Heureusement pour elle, la C6 se rachetait une conduite sur la route. Elle était qualifiée de «reine de la route» (rien que ça!) par Jean-Jacques Cornaert dans le n°1351 du 29 septembre du Moniteur de la même année. Notre confrère justifiait le titre de son article par ces termes: «Sur nos routes habituelles, la C6 nous est apparue particulièrement stable, ce qui est assez normal pour une Citroën, mais aussi agile et vive dans les changements de direction, ce qui est beaucoup plus inhabituel. On se régale d’autant plus que, même sur des routes très abîmées, la précision de conduite reste impériale, tandis que le filtrage des irrégularités est de très haut niveau». Si le côté «tapis volant» ne faisait aucun doute à ses yeux, assurant à la C6 un confort digne, sinon supérieur à celui de ses devancières, en revanche, il se montrait moins emballé par le 2.7 HDi: «On se heurte à nouveau à un problème de motorisation, le V6 semblant à la peine pour entraîner la lourde C6. Un moteur qui, soit dit en passant, se révèle en retrait des productions germaniques les plus en vue». La messe est dite…
Une claque commerciale
Assemblée à Rennes, la C6 devait se vendre à 30.000 unités par an: c’était en tout cas l’objectif initial modeste visé par Citroën (dix fois moins que ce que Mercedes réalisait avec sa Classe E!). Lorsque le couperet est tombé et que sa production a cessé en 2012, le bilan faisait tristement état de 23.384 exemplaires vendus au total, avec un pic de 7.600 unités commercialisées en 2007! On était à des années-lumière des prévisions les plus pessimistes, et l’opération s’avéra autant un gouffre financier qu’un camouflet pour l’entreprise, doublé d’une sérieuse claque pour le moral des décideurs.
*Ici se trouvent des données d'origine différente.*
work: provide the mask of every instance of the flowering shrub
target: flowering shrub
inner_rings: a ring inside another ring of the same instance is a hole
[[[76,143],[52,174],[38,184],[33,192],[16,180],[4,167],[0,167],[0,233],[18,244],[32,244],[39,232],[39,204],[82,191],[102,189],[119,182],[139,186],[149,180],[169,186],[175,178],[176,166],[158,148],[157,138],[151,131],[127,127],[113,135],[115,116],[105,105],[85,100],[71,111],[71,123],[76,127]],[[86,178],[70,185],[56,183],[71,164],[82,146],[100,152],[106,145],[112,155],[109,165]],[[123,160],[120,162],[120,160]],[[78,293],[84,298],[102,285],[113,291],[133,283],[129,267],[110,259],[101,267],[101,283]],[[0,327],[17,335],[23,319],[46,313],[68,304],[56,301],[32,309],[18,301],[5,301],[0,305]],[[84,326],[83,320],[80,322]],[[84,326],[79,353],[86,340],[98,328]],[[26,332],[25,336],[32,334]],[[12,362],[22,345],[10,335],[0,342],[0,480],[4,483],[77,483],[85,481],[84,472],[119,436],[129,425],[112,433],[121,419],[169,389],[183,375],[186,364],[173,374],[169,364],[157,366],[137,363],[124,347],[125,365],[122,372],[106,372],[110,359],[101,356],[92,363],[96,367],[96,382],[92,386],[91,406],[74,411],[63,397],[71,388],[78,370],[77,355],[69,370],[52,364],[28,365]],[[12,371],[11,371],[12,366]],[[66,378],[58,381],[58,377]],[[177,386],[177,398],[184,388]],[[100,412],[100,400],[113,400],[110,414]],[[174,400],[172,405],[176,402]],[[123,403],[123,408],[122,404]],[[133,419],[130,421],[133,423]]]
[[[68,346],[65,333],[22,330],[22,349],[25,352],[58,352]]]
S’il fallait résumer l’originalité du concept de la DS originelle en trois lignes, ce serait: primo, une ligne non conventionnelle et jamais copiée; secundo, un confort très moelleux hors norme assuré en grande partie par sa suspension hydropneumatique; tertio, une méga-assistance (sur-assistance?) de ses commandes dynamiques, principalement son freinage et sa direction. Ces trois caractéristiques, la dernière grande Citroën à les avoir respectées à la lettre fut la C6. Par conséquent, la déesse du bitume qu’elle fut doit être considérée, respectée et honorée comme le dernier maillon de la saga des authentiques DS. Boudée durant sa carrière, elle mérite qu’on la réhabilite aujourd’hui non seulement pour ses qualités routières remarquables mais aussi pour l’audace de son originalité, même si certains persistent à la juger trop baroque.
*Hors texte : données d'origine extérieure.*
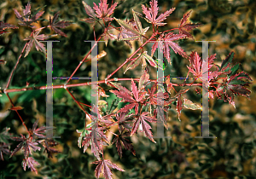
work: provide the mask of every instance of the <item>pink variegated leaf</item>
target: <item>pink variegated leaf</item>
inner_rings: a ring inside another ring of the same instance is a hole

Elle est enfin une Citroën historique dans la mesure où elle fut la dernière à bénéficier de la merveilleuse suspension hydropneumatique, abandonnée aujourd’hui. Et devinez quoi? Succomber à ses charmes ne vous ruinera même pas, les C6 se négociant pour une poignée de cerises. En supposant que vous restiez hermétiques à ses indéniables qualités, elle reste recommandable dans l’optique d’un investissement automobile pourvu que vous ayez la place pour l’entreposer et la patience d’attendre le bon jour, celui qui verra passer la C6 du statut de voiture d’occasion au rang de véhicule de collection. Voire d’icône?